ラップが魔法の呪文詠唱になる世界に転生したおじさん、うっかり伝説級の魔法を量産してしまう

paper-tiger

文字の大きさ
上 下
42 / 57
4章 MUSICA

41. 悲しき灰被り姫、ただちに挨拶に来て 

しおりを挟む
◇◇◇

41. 悲しき灰被り姫、ただちに挨拶に来て 


結果から言えば、モルダウたちはケイジの仲間になった。


“仲間”という言葉が、昨今のドラマの仲間至上主義のせいで意味合いが強すぎるので、“協力者”というのが相応しいかもしれない。
少なくとも双方がテロや陰謀の類からこの宮廷試験を守ろうとしていることは互いに理解した。
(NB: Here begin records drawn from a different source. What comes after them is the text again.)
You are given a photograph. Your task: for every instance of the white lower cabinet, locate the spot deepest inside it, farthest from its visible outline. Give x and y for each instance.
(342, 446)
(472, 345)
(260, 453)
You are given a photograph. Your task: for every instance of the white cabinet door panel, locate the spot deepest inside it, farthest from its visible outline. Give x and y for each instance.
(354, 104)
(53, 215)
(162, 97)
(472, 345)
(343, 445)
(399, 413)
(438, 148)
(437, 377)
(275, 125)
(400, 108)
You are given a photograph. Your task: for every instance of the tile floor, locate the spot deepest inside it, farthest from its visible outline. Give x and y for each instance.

それは言葉で説明するよりも態度で示すよりも、もっと直接的に伝わる方法が為されたからだ。


一瞬で相手の心を打つ魔法。

その呪文詠唱が、ケイジがモルダウにバトルを挑んだとき、偶然にも既に完了してしまっていた。





話数を跨いで、4つの台詞に散り散りになっていたケイジの呪文詠唱を集約すると以下のとおりだ。



「これは大変そうだが嘘つくのはダセえ 俺は大言壮語、うそぶく男だぜ」

「クスリなんざ要らない、んな腐りきったいざない いいか、大演奏を為すのは“人の道”」 

「自分の出自なんざ知らない 俺が辛い戦闘を果たすのは“HIP HOPの意地”」 

「お前の孤独は囚われの姫ごっこ お前の鼓動BEATを俺が撃つBEAT



魔法呪文として詠唱を分析するならば――、

まずバラバラに発言された4節を「大変そうだ」「大言壮語」「大演奏を」「辛い戦闘を」の呪言乗算ライムによって繋げている。


細かい呪言乗算は各節に散らせてあり、

「嘘つく」「嘯く」、
「要らない」「誘い」「知らない」、
「クスリ」「出自」、
「人の道」「HIP HOPの意地」、
「孤独」「鼓動」

が、それぞれ呪節の力を増幅させている。


そして「嘘」・「クスリ」・「出自」・「孤独」の各呪言がそれぞれの節で、モルダウからの問いへの暗鎖アンサーとなり、術者の意志を繋いで連鎖的な術力場が生み出される。


これほどの特異な形状の呪文の中で、伏句フックと言えるとすれば第4節の「鼓動を俺が打つ」で「BEAT」を二つの意味で重ねている部分だ。



―とはいえ本来ならば、別々の対話文として発語された言葉では呪文としての力は弱まってしまう。


それを一つの魔法術式として繋げ、むしろ増幅させてしまったのが、ケイジをグルグル巻きにしていた捕縛用ロープだった。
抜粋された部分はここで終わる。